Caused by: java.lang.ArrayIndexOutOfBoundsException: -1

at java.util.ArrayList.elementData(ArrayList.java:418)

at java.util.ArrayList.get(ArrayList.java:431)

at org.apache.parquet.io.GroupColumnIO.getLast(GroupColumnIO.java:98)

at org.apache.parquet.io.GroupColumnIO.getLast(GroupColumnIO.java:98)

at org.apache.parquet.io
.PrimitiveColumnIO.getLast(PrimitiveColumnIO.java:83)

at org.apache.parquet.io.PrimitiveColumnIO.isLast(PrimitiveColumnIO.java:77)

at org.apache.parquet.io
.RecordReaderImplementation.<init>(RecordReaderImplementation.java:293)

at org.apache.parquet.io.MessageColumnIO$1.visit(MessageColumnIO.java:134)

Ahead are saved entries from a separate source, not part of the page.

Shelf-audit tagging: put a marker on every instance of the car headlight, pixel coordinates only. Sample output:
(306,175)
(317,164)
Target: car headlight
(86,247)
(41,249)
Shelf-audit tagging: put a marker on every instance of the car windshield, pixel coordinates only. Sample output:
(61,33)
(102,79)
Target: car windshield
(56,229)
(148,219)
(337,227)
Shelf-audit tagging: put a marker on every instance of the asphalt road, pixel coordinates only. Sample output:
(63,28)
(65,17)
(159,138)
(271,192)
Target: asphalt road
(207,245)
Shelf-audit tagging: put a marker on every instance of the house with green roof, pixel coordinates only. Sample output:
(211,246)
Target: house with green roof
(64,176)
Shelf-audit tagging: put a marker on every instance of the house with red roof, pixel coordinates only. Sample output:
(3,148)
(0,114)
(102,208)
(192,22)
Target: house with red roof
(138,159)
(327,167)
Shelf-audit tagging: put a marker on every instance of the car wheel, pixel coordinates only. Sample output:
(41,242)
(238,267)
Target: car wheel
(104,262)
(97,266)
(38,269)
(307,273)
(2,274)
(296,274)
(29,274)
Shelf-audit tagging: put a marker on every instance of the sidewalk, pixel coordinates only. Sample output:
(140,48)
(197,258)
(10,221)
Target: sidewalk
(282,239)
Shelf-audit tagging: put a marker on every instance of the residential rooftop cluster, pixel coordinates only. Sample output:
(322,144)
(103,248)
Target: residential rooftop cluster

at org.apache.parquet.io.MessageColumnIO$1.visit(MessageColumnIO.java:99)

at
org.apache.parquet.filter2.compat.FilterCompat$NoOpFilter.accept(FilterCompat.java:154)

at org.apache.parquet.io
.MessageColumnIO.getRecordReader(MessageColumnIO.java:99)

at
org.apache.parquet.hadoop.InternalParquetRecordReader.checkRead(InternalParquetRecordReader.java:137)

at
org.apache.parquet.hadoop.InternalParquetRecordReader.nextKeyValue(InternalParquetRecordReader.java:208)



This is mostly seen when parquet has nested structures.



I didnt find any solution to this.



I see some JIRA issues like this
https://issues.apache.org/jira/browse/SPARK-10434 (parquet compatability
/interoperabilityissues) where reading parquet files in Spark 1.4 where the
files

were generated by Spark 1.5 .This was fixed in later versions but was it
fixed in Cascading?



Not sure if this is something to do with Parquet version or Cascading has a
bug or Spark is doing something with Parquet files

which cascading is not accepting



Note : I am trying to read Parquet with avro schema in Cascading



I have posted in Cascading and Spark mailing list too.





-- 
Thanks
Vikas Gandham